Truth in Advertising

I am always amazed at the deceitfulness of people who sell plants through catalogs and greenhouses.   It is easy to be fooled  into buying plants that just won’t work in your climate zone  if you don’t know your flora.  The most recent scam up here is the marketing of hydrangea macrophllya,  a group of hydrangeas that just won’t grow here but are probably the prettiest ones for stunning shades  of pink and blue. They are tempting, but it is just too cold here, and unless you are prepared to mulch pretty heavily in the winter, they just won’t do much after the first year. We have tremendous luck with hydrangea arborescens (the big, white, poofy ones) and hydrangea paniculata (ones with pointy flowers that often turn pink at the end of summer).

Hybrid tea roses were marketed for years as good to zone 4, but now are sold with the disclaimer that they are only good to zone 5.  They really only do well here if you cap them with rose cones in the fall and mulch heavily. We used to have lots of tea roses, but we got pretty tired of all the fuss. We planted Morden roses from Manitoba instead.  They are very cold hardy.  We have a few hybrid teas in the yard that do well since we seem to have created a micro-climate in the yard with shrubs and fences that keeps temperatures a little warmer than in other parts of the yard.  The pictures below show a hybrid tea we never cap or mulch that comes back every year and is a really stunner.
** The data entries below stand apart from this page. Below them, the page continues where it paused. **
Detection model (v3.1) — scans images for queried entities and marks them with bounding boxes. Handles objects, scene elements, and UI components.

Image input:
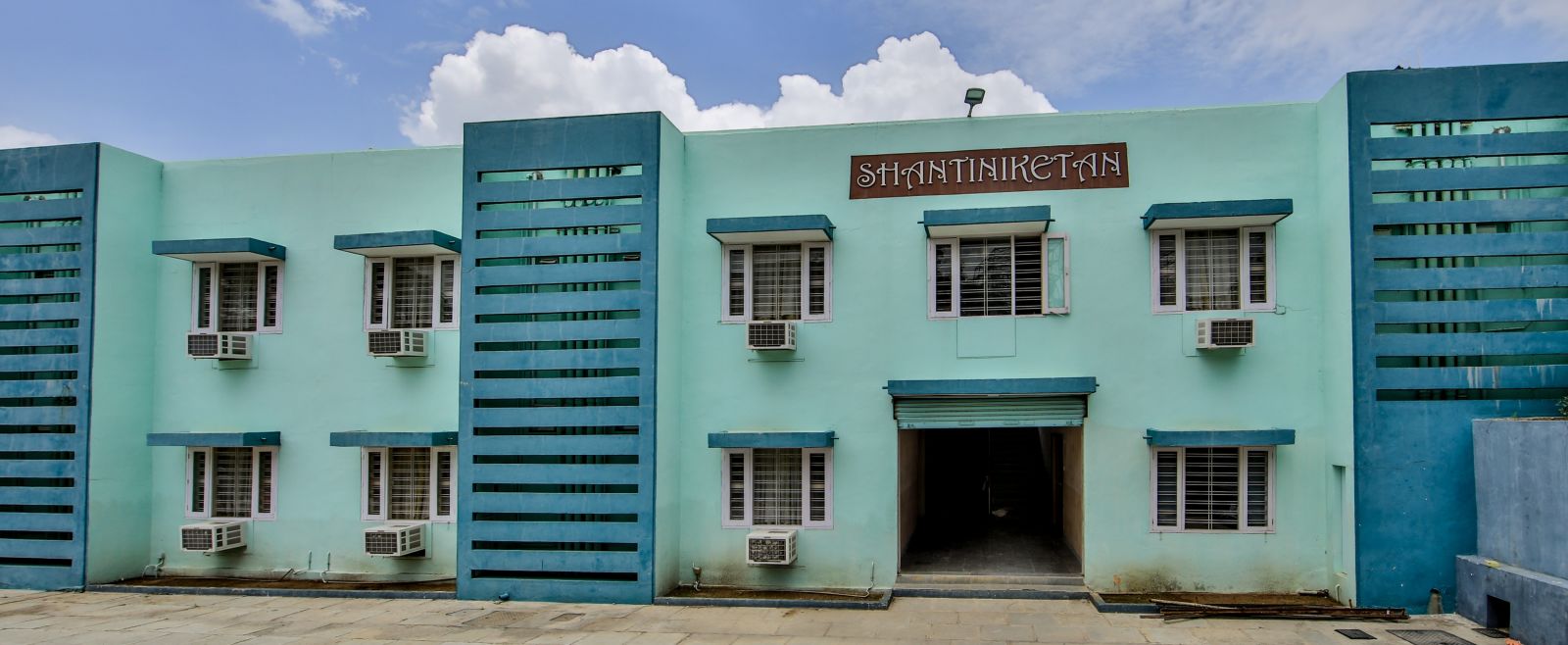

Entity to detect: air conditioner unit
[180,521,246,554]
[1198,319,1252,350]
[747,529,795,565]
[185,332,256,361]
[366,329,428,356]
[747,322,795,350]
[366,524,428,557]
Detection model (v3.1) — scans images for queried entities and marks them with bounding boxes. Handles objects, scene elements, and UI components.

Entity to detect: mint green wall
[143,147,463,577]
[653,118,701,593]
[661,104,1344,590]
[1317,78,1356,604]
[86,144,163,582]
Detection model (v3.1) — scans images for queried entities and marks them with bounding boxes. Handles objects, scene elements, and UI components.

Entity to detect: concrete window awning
[329,430,458,447]
[1143,199,1296,230]
[332,230,463,258]
[920,206,1051,237]
[147,431,282,447]
[1143,428,1296,447]
[708,215,833,245]
[152,237,285,262]
[708,430,836,447]
[888,376,1098,430]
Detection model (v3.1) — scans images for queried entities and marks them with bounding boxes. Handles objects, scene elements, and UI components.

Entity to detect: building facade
[0,63,1568,608]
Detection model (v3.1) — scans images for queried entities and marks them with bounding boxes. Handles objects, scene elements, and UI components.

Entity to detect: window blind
[1182,447,1242,530]
[387,447,429,520]
[392,258,436,329]
[724,452,747,522]
[212,445,254,518]
[751,447,802,525]
[1186,229,1242,311]
[751,245,802,321]
[218,262,259,331]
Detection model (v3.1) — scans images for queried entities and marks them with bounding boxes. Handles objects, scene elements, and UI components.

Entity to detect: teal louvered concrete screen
[458,113,661,603]
[1347,63,1568,611]
[892,395,1085,430]
[0,144,99,588]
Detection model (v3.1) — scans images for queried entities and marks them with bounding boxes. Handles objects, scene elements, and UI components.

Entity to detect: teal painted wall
[654,118,701,593]
[141,147,463,577]
[86,144,163,584]
[661,104,1344,590]
[1317,78,1356,604]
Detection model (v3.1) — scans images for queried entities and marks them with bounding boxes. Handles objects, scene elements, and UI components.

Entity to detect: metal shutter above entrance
[892,395,1087,430]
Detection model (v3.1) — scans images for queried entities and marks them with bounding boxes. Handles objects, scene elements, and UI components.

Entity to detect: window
[185,447,277,520]
[1150,226,1275,313]
[191,262,284,334]
[927,234,1068,319]
[1150,447,1273,533]
[359,447,457,521]
[366,256,458,329]
[721,242,833,322]
[723,447,833,529]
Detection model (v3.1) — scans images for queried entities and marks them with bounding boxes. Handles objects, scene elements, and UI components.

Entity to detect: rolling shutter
[892,395,1085,430]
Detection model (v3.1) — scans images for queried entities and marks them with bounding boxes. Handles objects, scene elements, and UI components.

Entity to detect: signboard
[850,143,1129,199]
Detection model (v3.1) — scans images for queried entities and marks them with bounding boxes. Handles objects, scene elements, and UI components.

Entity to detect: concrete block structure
[1456,419,1568,645]
[0,63,1568,608]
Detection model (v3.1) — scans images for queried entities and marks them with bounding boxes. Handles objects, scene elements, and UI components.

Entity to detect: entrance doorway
[899,426,1084,576]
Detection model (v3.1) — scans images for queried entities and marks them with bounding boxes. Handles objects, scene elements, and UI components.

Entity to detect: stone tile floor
[0,590,1500,645]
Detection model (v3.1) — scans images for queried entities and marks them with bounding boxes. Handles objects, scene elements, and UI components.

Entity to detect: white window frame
[1150,446,1278,533]
[191,261,285,334]
[363,253,463,331]
[185,446,277,520]
[925,232,1072,321]
[359,446,458,524]
[718,242,833,323]
[1150,224,1278,314]
[718,447,833,529]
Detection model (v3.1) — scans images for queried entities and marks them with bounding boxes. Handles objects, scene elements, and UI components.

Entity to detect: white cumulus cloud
[0,125,60,149]
[251,0,370,37]
[402,25,1055,146]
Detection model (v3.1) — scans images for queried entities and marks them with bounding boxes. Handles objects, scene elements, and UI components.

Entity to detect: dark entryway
[899,428,1082,576]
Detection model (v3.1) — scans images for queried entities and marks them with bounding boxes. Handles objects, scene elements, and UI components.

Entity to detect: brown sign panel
[850,143,1129,199]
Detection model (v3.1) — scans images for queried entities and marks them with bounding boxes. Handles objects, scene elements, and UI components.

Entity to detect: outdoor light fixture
[964,88,985,116]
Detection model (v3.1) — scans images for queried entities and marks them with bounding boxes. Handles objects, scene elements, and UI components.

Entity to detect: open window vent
[185,334,256,361]
[367,329,428,356]
[366,524,426,557]
[180,521,246,554]
[747,322,795,350]
[747,529,795,565]
[1198,319,1254,350]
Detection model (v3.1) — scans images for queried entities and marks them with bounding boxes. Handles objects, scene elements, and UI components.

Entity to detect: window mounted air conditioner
[1198,319,1254,350]
[366,524,428,557]
[747,322,795,350]
[747,529,795,565]
[185,332,256,361]
[366,329,428,356]
[180,521,246,554]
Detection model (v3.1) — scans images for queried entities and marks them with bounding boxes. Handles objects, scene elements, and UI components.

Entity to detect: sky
[0,0,1568,160]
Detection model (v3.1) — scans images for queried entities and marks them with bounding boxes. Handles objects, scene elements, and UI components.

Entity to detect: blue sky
[0,0,1568,160]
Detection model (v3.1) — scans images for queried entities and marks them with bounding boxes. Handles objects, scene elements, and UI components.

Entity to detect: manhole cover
[1388,629,1476,645]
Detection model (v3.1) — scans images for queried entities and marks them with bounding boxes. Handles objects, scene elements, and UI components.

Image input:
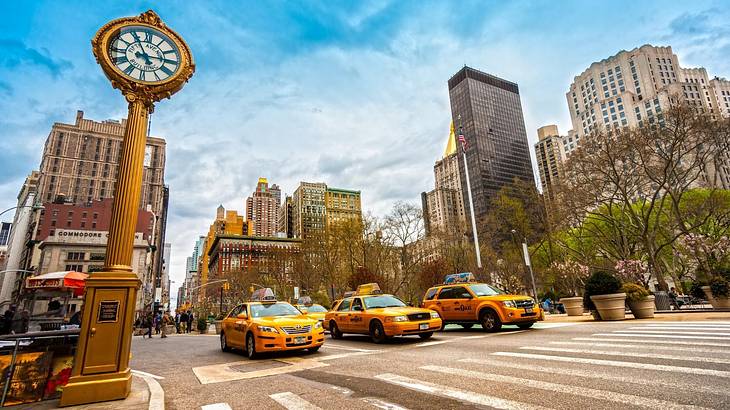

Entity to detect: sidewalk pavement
[19,374,155,410]
[545,311,730,323]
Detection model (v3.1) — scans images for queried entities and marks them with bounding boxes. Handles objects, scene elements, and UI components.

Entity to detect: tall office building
[421,123,466,235]
[564,44,730,189]
[246,178,281,237]
[535,125,568,198]
[448,67,534,234]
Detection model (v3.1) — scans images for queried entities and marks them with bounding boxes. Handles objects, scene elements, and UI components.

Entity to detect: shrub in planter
[584,271,626,320]
[621,283,654,319]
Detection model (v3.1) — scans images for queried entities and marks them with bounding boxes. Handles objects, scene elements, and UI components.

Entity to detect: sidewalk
[18,374,156,410]
[545,311,730,323]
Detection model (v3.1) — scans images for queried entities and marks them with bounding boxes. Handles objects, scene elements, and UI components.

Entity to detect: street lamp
[510,229,537,302]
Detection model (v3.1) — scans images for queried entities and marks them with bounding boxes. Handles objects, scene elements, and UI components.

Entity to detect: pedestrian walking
[183,310,193,333]
[180,310,188,333]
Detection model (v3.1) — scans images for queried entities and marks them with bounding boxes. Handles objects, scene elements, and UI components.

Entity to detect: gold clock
[91,10,195,102]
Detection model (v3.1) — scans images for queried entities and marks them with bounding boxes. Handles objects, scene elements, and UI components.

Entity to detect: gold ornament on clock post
[60,10,195,406]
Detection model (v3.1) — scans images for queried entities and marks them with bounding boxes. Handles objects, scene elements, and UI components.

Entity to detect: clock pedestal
[60,94,152,406]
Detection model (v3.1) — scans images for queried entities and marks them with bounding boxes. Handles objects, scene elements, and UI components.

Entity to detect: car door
[348,298,368,333]
[335,298,352,332]
[437,286,474,321]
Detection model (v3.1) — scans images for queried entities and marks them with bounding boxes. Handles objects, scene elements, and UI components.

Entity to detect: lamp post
[511,229,537,303]
[60,10,195,406]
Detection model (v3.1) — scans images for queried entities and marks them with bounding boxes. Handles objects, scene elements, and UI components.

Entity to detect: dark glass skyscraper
[449,67,534,231]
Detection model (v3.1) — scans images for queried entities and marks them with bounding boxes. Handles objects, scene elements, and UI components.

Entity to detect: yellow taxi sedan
[220,293,324,359]
[325,284,441,343]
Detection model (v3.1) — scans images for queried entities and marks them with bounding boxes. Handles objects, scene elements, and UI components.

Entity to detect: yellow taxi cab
[421,272,544,332]
[325,283,441,343]
[294,296,327,322]
[220,288,324,359]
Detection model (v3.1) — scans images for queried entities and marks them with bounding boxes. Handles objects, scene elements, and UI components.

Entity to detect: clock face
[108,26,181,83]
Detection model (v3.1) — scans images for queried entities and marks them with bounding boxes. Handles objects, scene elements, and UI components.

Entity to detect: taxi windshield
[363,295,406,309]
[251,302,302,317]
[469,283,506,296]
[304,305,327,313]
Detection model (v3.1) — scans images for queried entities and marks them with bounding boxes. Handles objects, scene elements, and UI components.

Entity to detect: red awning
[25,271,89,296]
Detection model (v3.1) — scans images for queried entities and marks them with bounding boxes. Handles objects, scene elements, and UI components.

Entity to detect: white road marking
[520,346,730,364]
[459,358,728,396]
[132,370,164,380]
[492,352,730,378]
[269,391,320,410]
[550,341,730,354]
[362,397,408,410]
[200,403,232,410]
[572,337,730,347]
[420,366,694,409]
[193,353,330,384]
[614,327,730,339]
[592,330,728,340]
[375,373,542,409]
[629,326,730,335]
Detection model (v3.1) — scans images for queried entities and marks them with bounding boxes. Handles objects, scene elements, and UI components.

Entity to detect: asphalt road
[132,320,730,410]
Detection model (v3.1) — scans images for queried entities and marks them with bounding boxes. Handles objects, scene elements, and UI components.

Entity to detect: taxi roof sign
[251,288,276,302]
[297,296,312,306]
[355,283,383,295]
[444,272,476,285]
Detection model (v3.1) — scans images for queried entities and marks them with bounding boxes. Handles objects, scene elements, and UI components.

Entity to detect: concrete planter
[591,293,626,320]
[628,295,654,319]
[558,296,583,316]
[702,286,730,309]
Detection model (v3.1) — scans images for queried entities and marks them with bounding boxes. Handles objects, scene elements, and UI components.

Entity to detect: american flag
[459,130,466,151]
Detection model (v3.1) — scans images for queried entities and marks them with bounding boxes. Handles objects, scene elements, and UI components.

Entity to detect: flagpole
[459,114,482,272]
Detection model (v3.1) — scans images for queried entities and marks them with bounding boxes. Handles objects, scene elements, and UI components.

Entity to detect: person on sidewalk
[160,312,172,339]
[183,310,193,333]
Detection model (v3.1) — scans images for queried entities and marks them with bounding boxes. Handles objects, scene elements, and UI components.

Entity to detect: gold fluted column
[60,94,153,406]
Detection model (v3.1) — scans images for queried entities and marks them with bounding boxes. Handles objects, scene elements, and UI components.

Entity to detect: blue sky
[0,1,730,300]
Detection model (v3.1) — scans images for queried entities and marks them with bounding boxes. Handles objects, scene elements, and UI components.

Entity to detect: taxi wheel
[246,333,259,359]
[479,310,502,332]
[330,320,342,339]
[221,332,231,352]
[370,320,388,343]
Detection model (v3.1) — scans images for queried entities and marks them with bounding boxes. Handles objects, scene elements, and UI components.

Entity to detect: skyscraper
[246,178,281,237]
[448,67,534,234]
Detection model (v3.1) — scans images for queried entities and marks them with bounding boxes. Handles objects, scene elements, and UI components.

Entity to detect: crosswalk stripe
[614,327,730,336]
[572,337,730,347]
[375,373,542,409]
[592,330,728,340]
[200,403,232,410]
[550,341,730,354]
[629,326,730,335]
[459,358,728,396]
[421,366,694,409]
[520,346,730,364]
[492,352,730,378]
[269,391,320,410]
A couple of years ago we bought two Morden roses that were supposed to be only four feet tall at the most.  One turned out to be a climbing rose that had multiple, six foot long branches.  It was not labeled as a climbing rose. It was in a part of the yard that wouldn’t have supported a trellis, so it  flopped around and got tangled in everything around it. It mercifully died last winter so we dug it up, providing room for one nearby that we assumed was a four feet tall rose as it had been labeled. As you can see in the next photo, it, too, is starting to act like something else.


It is a little hard to see, but the rose put out a couple of stems that were at least seven feet tall.  Husband cut them off after I took the photo. I hope this was just a fluke.  I just don’t know who in the plant world to trust anymore.

Who do you trust?  When have you had something that didn’t turn out the way it was supposed to? When has a plant fooled you?

20 thoughts on “Truth in Advertising”

  1. Back when I gardened I assumed all plants were one zone too optimistic, whether in books or on tags and or in catalogs.
    Son and grandson fly home today.


  2. It is amazing what fencing and trees can do to create a micro-climate. We have hazel shrubs in our yard that landscaping friends tell us we shouldn’t be able to grow here. Anything that cuts the wind can raise the temperature close to the house by almost 5 degrees, which I guess is enough to make some plants winter over successfully.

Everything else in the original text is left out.